Jesus gave up fellowship with the father and volunteered His life unto death at the hands of community. He knew full well that He isn’t just a victim but also a King over death. He did this that we may have fellowship with Him and all who come to Him.
He will swallow up death forever; and the Lord God will wipe away tears from all faces, and the reproach of his people he will take away from all the earth, for the Lord has spoken.
According to Isaiah 25:8 how is death and sadness conquered by our King? By EATING.
The Eternal Table
The Eternal Table
Think about how you used to invite people to your big festive meals. The expensive ones. It was kind of choosy. There was a lot of well, reasons to NOT invite someone… they’re busy or I know they don’t like beef. - I think they’re a pescaterian (then you have to look up pescaterian)
The last year has exacerbated that. “Well I know they hung out with so and so, or they wear masks or they DON’T wear masks” A new virtue has been added - either following or breaking rules has made a person more palatable.
Again, in this new meal where God Himself presides as our server who is it for?
and that repentance for the forgiveness of sins should be proclaimed in his name to all nations, beginning from Jerusalem.
Worthiness to dine is not based upon masks or merit, social status, gender or nationality, but upon faith.
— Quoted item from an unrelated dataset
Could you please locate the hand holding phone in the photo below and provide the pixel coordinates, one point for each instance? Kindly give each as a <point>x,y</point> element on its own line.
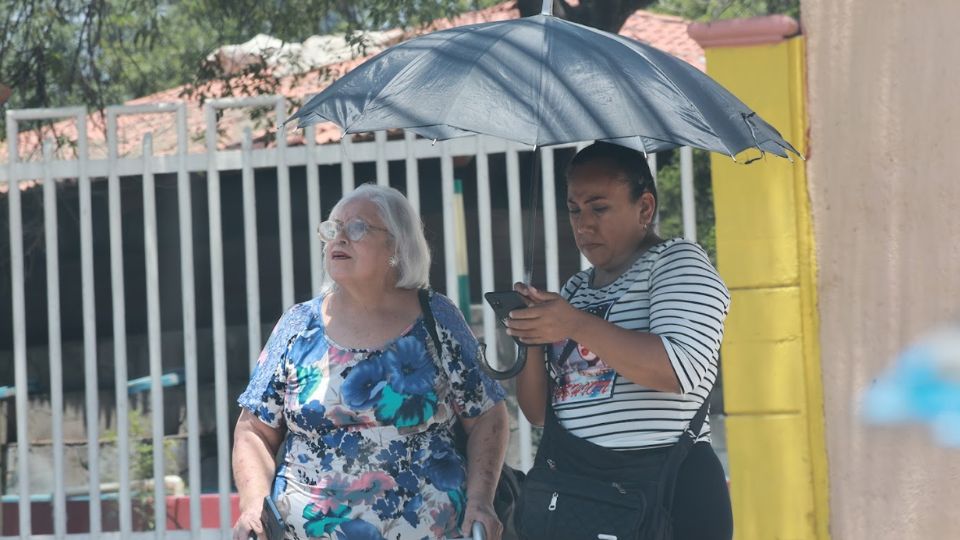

If we want true equality and equity it is only found here. Everything is far secondary compared to the surpassing greatness of Jesus.
Admitting we don’t deserve a spot at the table means we GET A SPOT AT THE TABLE.
Who is Jesus proclaiming this to? The disciples who deserted and denied him. They are invited back into the meal.
In our Epistle Paul lists the reasons HE should not be a member of the church.
The gospel of Jesus Christ is that you and I are welcomed into the presence of God and His people because Jesus has done the work to make you worthy.
Then, Jesus says this :
You are witnesses of these things.
Church he says this to you. You. You are witnesses of these things. The power of resurrection, of eating for life.
We’ve put together a little cookbook with meals from our table to yours because in food there is life and culture.
You have recently witnessed a world that does not gather. A world that does not partake of one food. What happens?
A world that riots for every reason
A world that values the fleeting entertainment of a tiger King over the eternal Lord.
A world that criticizes the values of our neighbors while simultaneously purporting that truth is relative.
Ultimately, we end up with a culture that questions every gathering. Isolation in all of life is praised as the highest virtue because it is true to self.
Gathering, even entirely safely, is subject to derision by all sides.
Christ commands us to eat because in eating together there is living. I know most of you have had to make tough choices these last months and we cast no aspersions. Yet- this passage calls us to some bold, seemingly dangerous moves.
Christ commanded the disciples to stay in the city. The city where their leader had just been murdered. They were to intentionally put themselves in harms way. Why?
Because there was work to do. Life to be lived in the proximity of others. We no longer live under the tyranny of death.
Fear and shame have been swallowed already.
Now we work with on building life through feeding the world.
I’ve realized that when we pray ‘let these gifts to us be blest’ it is just as much about the bodies around the plate as it is the food on the plate.
The resurrection of Jesus grants us new purpose. Bodies, people, and food all matter. Because by the work of Jesus - we will be in our bodies eating food, together- for a very long time.
So, From the man who once declared that everything is meaningless, he encourages us to live a life beyond death beyond, self righteousness, and in the peace of God’s grace:
Go, eat your bread with joy, and drink your wine with a merry heart, for God has already approved what you do.